Renaming a dead policy using a new fancy title is something our current leaders excel at.

Soon the National Development Plan 2030 (NDP) could be renamed Ama-2000 on track 2045. Evidence of excelling at renaming is the Expanded Public Works Programme (EPWP) being renamed to the Public Employment Programme (PEP). This is serving the same menu on a different plate, in my view.

The South African government introduced the project in the early 2000s with the Department of Public Works and Infrastructure as the implementing agent. This project has its origin in the 2003 Growth and Development Summit. It aimed at creating work opportunities for 4,5 million poor and unemployed South Africans, and halving unemployment by 2014.

The EPWP formed a good strategy within its policy guidelines and training objectives aligned to the National Skills Development Strategy (NSDS). They include learnerships, artisan development and soft skills programmes.

Learnerships would provide industry-specific mentors for training; artisan development focused on the technical, practical and theoretical training in the workplace; soft skills programmes would involve unit standards from various Sector Education and Training Authorities (Setas).

However, results reveal a lack of creativity and lacklustre management. What was meant to be a good story about the EPWP is now chaos – with maladministration, friendships placed first, and funds going in the wrong direction.

Given this, it is advisable we go back to using the name EPWP with orange overalls. Not green, yellow, brown, or even red. It is high time we remove PEP workers from where they lie resting underneath the trees, and start empowering them by endeavouring to train them and support them by paying living wages. In this scenario, the EPWP should be administered by municipalities.

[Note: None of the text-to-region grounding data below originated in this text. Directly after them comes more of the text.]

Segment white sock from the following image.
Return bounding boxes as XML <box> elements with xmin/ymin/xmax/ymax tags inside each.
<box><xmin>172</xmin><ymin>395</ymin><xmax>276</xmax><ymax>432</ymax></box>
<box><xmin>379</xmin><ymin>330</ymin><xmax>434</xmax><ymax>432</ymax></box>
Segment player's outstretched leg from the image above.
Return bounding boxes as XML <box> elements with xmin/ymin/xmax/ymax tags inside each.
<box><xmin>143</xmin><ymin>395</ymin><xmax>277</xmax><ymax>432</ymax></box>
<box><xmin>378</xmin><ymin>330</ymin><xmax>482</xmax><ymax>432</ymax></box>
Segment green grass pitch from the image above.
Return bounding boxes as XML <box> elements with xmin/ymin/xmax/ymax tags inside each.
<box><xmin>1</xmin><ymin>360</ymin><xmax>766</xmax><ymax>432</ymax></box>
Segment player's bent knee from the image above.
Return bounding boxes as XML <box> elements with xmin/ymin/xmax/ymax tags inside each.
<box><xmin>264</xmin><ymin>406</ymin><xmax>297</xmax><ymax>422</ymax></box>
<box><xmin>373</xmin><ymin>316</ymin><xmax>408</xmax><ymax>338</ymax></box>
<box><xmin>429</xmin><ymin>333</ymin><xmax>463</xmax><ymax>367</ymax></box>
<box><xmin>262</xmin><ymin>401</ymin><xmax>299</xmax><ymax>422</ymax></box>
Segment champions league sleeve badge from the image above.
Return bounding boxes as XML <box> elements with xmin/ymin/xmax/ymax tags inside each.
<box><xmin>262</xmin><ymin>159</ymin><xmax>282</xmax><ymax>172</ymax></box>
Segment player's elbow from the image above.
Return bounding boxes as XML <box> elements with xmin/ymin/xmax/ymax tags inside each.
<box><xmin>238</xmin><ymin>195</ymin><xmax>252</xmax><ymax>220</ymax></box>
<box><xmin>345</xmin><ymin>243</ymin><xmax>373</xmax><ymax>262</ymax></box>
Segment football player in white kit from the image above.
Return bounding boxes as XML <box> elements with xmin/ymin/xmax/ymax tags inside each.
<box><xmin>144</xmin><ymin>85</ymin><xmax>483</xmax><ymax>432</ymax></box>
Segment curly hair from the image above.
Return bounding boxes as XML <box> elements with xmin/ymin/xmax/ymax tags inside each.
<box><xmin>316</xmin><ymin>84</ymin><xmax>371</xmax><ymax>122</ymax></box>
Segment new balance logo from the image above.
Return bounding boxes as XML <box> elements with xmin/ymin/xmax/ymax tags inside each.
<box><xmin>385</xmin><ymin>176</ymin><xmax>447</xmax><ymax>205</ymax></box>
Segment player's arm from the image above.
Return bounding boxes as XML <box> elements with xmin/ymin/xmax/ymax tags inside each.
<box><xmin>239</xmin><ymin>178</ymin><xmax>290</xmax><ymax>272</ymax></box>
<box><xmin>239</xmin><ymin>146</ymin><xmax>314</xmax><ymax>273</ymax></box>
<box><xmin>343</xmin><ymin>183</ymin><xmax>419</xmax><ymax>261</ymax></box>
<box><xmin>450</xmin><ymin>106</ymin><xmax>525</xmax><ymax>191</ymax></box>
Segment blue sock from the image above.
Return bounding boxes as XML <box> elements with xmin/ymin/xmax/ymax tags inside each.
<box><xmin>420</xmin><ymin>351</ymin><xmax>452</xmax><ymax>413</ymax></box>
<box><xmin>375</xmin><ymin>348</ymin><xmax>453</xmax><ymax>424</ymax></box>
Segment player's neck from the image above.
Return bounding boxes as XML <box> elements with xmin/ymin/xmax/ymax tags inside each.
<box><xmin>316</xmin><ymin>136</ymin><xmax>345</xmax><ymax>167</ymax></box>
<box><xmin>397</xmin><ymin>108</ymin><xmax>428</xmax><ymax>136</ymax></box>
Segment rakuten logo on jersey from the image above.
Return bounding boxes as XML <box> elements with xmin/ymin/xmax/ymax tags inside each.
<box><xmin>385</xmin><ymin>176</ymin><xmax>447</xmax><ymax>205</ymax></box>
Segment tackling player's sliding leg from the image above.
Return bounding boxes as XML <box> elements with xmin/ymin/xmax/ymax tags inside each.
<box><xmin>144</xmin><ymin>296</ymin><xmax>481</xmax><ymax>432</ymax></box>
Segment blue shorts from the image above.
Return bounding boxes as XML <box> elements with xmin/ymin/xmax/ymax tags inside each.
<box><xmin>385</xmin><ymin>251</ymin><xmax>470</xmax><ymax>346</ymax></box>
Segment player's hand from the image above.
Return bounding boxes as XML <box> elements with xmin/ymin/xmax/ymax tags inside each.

In addition, municipal public works members of the mayoral committee must be custodians of the programme. Monthly reports must be sent to Members of the Executive Council (MECs) for Public Work and there must be regular site visitations.

It is not an exaggeration that many who might be employed by the EPWP will not possess post-matric qualifications; this is where the cross-cutting training comes in. Training must utilise the Swot analysis (strength, weakness, opportunity, and threat), and profile individuals’ abilities.

Millions of rands were spent paying for engineering expertise, with no returns to show. This was a lost opportunity to empower and fast-track EPWP workers to close the gap. I do not say “skills gap”, hence I do not agree with the “lack of skills gap” myth that both the private and public sector talks about to shift the goalpost.

A group of 20 EPWP workers, ten with qualifications in plumbing and ten with plumbing knowledge, can make a huge impact in bettering appalling conditions in the city. Just imagine training EPWP workers on constructing better sewage systems, or mixing tar to patch dangerous potholes. Better infrastructure would be a reality.